Francisco Goya. Sometimes called the father of modern art, Goya is renowned for dark subject matter. Many masterpieces can be seen in the Prado Museum, Madrid. See museodelprado.es.

Joan Miro. This Catalan artist is celebrated at a superb Barcelona museum on the Montjuic hill overlooking the city. See fundaciomiro-bcn.org.

Diego Velazquez. He had a profound influence on Dali and Picasso and his works can be seen across the country. A good starting point is the Museum of Fine Arts in Seville. See museodebellasartesdesevilla.es.

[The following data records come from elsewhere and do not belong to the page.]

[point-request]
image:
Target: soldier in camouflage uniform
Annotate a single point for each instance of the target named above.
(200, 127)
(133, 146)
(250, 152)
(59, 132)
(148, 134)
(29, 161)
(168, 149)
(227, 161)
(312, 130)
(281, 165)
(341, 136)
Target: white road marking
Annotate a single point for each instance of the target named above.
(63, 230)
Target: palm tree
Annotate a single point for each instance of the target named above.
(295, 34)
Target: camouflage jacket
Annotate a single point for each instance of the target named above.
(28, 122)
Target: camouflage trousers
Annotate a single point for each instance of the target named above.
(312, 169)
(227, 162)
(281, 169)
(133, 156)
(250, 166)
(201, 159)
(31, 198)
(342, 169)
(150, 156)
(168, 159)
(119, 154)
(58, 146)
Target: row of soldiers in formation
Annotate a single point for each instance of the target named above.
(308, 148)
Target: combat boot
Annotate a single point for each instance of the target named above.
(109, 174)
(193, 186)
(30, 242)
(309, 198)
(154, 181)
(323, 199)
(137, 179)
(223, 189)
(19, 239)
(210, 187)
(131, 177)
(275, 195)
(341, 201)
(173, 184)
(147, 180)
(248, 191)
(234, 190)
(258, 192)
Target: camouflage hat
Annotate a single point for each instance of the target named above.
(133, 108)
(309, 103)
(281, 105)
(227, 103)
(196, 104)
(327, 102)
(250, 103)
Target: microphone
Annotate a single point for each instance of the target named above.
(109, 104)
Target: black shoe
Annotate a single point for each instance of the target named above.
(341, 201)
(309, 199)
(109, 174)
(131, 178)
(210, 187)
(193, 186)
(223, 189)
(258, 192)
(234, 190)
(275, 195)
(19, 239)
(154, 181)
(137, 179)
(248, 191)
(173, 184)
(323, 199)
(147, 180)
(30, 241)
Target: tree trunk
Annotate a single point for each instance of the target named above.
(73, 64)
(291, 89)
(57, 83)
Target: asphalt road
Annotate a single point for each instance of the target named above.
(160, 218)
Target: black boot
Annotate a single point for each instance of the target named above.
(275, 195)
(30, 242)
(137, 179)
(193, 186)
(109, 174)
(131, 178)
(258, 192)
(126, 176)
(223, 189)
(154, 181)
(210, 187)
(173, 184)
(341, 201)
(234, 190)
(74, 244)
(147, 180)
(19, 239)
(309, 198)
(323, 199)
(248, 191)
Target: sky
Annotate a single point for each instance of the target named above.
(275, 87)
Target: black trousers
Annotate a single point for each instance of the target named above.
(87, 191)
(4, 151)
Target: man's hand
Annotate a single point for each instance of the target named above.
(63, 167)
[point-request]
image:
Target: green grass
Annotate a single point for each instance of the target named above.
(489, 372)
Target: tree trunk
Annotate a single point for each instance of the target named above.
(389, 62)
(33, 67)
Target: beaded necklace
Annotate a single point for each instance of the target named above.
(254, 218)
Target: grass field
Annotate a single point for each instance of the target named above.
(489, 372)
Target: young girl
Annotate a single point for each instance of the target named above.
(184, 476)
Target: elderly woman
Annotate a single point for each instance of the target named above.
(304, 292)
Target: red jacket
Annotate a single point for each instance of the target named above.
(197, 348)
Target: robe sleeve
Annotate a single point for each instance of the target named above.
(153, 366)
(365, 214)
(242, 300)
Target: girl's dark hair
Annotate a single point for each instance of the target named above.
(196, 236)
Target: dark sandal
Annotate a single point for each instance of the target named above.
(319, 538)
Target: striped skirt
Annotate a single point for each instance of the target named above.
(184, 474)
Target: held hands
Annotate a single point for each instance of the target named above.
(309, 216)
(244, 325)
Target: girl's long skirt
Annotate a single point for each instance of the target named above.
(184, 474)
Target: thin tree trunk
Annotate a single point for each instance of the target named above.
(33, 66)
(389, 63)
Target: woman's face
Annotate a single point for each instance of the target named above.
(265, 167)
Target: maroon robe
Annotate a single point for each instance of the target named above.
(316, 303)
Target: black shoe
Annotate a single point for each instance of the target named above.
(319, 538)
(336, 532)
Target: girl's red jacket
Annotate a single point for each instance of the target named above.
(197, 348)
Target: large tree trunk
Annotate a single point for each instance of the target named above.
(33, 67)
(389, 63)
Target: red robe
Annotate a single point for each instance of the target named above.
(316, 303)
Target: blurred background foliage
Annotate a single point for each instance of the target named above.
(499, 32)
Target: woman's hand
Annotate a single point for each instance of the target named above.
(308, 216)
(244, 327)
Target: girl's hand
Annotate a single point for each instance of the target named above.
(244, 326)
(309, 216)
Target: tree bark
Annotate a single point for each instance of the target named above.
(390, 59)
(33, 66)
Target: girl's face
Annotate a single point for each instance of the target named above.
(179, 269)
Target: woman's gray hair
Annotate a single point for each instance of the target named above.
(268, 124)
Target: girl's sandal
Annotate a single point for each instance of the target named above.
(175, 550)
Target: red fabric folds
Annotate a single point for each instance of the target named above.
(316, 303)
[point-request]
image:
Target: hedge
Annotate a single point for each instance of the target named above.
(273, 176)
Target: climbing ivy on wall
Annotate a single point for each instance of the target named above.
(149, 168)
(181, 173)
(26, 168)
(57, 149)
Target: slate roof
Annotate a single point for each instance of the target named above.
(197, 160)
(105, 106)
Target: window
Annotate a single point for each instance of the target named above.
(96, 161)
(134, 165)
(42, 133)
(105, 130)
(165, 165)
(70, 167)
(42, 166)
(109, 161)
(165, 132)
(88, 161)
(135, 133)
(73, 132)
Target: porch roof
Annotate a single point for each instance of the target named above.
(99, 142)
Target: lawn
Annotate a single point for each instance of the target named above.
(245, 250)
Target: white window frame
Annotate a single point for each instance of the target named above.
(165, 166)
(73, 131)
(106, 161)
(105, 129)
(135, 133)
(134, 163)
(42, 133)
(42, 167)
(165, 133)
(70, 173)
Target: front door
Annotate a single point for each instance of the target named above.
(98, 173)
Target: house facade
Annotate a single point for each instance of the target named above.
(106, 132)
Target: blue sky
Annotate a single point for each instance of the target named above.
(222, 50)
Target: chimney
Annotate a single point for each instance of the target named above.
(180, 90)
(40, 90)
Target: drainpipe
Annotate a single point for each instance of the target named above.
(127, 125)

El Greco. A key figure in the Spanish Renaissance, El Greco confused contemporaries but became adored by modernists for his individualism. A museum in Toledo's Jewish Quarter houses many of his works. See museodelgreco.mcu.es.


Getting there

Singapore Airlines has a fare to Madrid for about $2260 low-season return from Sydney and Melbourne, including taxes. Fly to Singapore (about 8hr), then Munich (13hr), then to Madrid (2hr 45min). See singaporeair.com. This fare allows you to fly back from another European city. An easy way to traverse the Costa Brava is by rail. Eurail Select Passes covering Spain and the rest of Europe start from $366. See raileurope.com.au.

Staying there

A convenient base for the Dali triangle is Mas Salvi Hotel in Monells. It's only a short drive from the mediaeval village of Peraallada, which is famed for its carved buildings. Rooms cost from about €235 ($303) a night. See massalvi.com.

The Dali triangle

The Dali Theatre-Museum in Figueres is the centrepiece of Dali's creative empire. Tickets cost €12 a person. In Port Lligat, near Cadaques, the Salvador Dali House-Museum is accessible by timed ticket only. Advance purchase is recommended. Tickets are €11 a person. Gala's castle at Pubol is the least-visited site on the Dali triangle, meaning fewer people. Tickets cost €8 a person. See salvador-dali.org.